NIC memory reserve

NIC drivers pre-allocate memory for received packets. Once the packets arrive NIC can DMA them into the buffers, potentially hundreds of them, before host processing kicks in.

For efficiency reasons each packet-processing CPU (in extreme cases every CPU on the system) will have its own set of packet queues, including its own set of pre-allocated buffers.

The amount of memory pre-allocated for Rx is a product of:

A reasonable example in data centers would be:

8k * 32 queues * 4k entries = 1GB

Buffer size is roughly dictated by the MTU of the network, for a modern datacenter network 8k (2 pages) is likely a right ballpark figure. Number of queues depends on the number of cores on the system and the request-per-second rate of the workload. 32 queues is a reasonable choice for the example (either 100+ threads or a network-heavy workload).

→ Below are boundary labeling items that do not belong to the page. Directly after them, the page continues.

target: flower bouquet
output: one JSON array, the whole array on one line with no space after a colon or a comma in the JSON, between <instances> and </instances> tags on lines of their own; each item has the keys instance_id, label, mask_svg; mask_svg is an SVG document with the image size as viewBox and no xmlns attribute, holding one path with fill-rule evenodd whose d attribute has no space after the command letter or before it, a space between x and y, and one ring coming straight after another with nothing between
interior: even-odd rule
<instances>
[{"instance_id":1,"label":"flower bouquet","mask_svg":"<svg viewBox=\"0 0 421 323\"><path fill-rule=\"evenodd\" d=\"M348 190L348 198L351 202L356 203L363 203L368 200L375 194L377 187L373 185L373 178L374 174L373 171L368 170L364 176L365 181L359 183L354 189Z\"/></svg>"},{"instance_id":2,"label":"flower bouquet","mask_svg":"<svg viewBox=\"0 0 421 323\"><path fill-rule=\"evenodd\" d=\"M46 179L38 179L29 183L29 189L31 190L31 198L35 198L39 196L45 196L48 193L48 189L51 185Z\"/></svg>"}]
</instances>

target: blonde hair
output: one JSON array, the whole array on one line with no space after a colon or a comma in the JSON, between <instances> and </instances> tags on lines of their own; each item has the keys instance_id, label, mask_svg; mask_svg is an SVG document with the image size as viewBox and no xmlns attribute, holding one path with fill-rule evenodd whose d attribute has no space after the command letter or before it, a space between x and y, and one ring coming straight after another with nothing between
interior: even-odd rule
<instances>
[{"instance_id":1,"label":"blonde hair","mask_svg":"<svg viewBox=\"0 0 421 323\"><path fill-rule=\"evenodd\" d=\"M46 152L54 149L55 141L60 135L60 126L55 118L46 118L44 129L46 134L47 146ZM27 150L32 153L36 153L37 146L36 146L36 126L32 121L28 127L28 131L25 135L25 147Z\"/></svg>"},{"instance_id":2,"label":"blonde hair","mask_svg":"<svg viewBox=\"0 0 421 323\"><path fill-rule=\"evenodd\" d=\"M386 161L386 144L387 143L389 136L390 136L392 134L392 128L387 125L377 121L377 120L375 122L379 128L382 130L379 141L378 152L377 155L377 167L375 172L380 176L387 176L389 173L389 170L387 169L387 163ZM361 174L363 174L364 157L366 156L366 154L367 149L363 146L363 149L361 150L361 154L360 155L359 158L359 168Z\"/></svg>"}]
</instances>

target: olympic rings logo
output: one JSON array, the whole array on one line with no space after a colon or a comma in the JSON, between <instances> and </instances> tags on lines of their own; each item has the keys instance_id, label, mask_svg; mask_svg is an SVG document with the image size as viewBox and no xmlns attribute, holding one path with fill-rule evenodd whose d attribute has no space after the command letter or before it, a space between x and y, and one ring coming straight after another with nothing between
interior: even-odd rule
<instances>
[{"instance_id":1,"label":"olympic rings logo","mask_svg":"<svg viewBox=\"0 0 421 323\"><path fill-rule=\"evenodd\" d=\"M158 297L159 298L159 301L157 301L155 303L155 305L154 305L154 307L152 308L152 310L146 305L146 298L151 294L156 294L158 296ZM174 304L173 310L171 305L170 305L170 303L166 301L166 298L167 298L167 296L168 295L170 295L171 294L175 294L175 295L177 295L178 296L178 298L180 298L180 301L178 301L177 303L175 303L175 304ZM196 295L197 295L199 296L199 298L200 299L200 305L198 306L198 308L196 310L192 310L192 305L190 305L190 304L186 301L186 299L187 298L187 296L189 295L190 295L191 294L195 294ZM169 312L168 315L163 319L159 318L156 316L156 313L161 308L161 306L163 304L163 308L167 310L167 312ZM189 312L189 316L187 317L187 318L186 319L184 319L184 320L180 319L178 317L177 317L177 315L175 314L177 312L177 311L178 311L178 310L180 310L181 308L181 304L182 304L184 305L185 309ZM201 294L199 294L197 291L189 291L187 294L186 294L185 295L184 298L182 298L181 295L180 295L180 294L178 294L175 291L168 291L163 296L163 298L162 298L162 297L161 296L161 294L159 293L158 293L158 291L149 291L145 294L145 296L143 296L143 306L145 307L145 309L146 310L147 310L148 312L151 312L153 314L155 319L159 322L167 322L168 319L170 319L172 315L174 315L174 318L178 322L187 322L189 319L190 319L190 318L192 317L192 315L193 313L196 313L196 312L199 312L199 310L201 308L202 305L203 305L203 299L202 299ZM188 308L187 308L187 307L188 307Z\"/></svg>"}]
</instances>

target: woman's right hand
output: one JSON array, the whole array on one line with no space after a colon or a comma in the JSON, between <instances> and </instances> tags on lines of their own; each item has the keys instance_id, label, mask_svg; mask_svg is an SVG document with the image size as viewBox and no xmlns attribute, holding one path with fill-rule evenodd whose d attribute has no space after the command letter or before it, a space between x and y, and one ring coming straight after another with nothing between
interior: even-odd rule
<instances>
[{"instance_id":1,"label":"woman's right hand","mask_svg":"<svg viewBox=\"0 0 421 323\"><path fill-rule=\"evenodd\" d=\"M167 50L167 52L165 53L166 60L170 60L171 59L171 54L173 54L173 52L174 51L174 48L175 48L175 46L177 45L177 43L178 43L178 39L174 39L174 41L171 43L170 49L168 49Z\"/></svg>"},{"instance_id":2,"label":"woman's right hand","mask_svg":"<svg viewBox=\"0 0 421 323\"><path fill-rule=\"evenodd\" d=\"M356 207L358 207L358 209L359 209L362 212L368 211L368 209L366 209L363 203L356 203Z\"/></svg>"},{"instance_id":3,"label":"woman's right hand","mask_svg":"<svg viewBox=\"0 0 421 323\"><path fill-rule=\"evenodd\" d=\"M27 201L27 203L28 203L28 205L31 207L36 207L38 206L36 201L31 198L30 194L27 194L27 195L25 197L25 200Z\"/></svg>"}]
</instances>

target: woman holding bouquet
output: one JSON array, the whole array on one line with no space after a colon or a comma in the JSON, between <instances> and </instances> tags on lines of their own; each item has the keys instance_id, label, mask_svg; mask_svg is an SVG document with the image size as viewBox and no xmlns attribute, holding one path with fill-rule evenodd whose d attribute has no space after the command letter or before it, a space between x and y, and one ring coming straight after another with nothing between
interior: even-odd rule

Last but not least – the queue depth. Because networking is bursty, and NAPI processing is at the whim of the scheduler (the latter is more of an issue in practice) the queue depths of 4k or 8k entries are not uncommon.

Can we do better?

Memory is not cheap, having 1GB of memory sitting around unused 99% of the time has a real cost. If we were to advise a NIC design (or had access to highly flexible devices like the Netronome/Corigine NICs) we could use the following scheme to save memory:

Normal processing rarely requires queue depth of more than 512 entries. We could therefore have smaller dedicated queues, and a larger “reserve” – a queue from which every Rx queue can draw, but which requires additional synchronization on the host side. To achieve the equivalent of 4k entries we'd only need:

8k * 32 queues * 512 entries + 8k * 1 reserve * 4k entries = 160MB

The NIC would try to use the 512 entries dedicated to each queue first, but if they run out (due to a packet burst or a scheduling delay) it could use the entries from the reserve. Bursts and latency spikes are rarely synchronized across the queues.

Can we do worse?

In practice memory savings are rarely top-of-mind for NIC vendors. Multiple drivers in Linux allocate a set of rings for each thread of the CPU. I can only guess that this is to make sure iperf tests run without a hitch...

As we wait for vendors to improve their devices – double check the queue count and queue size you use are justified (ethtool -g / ethtool -l).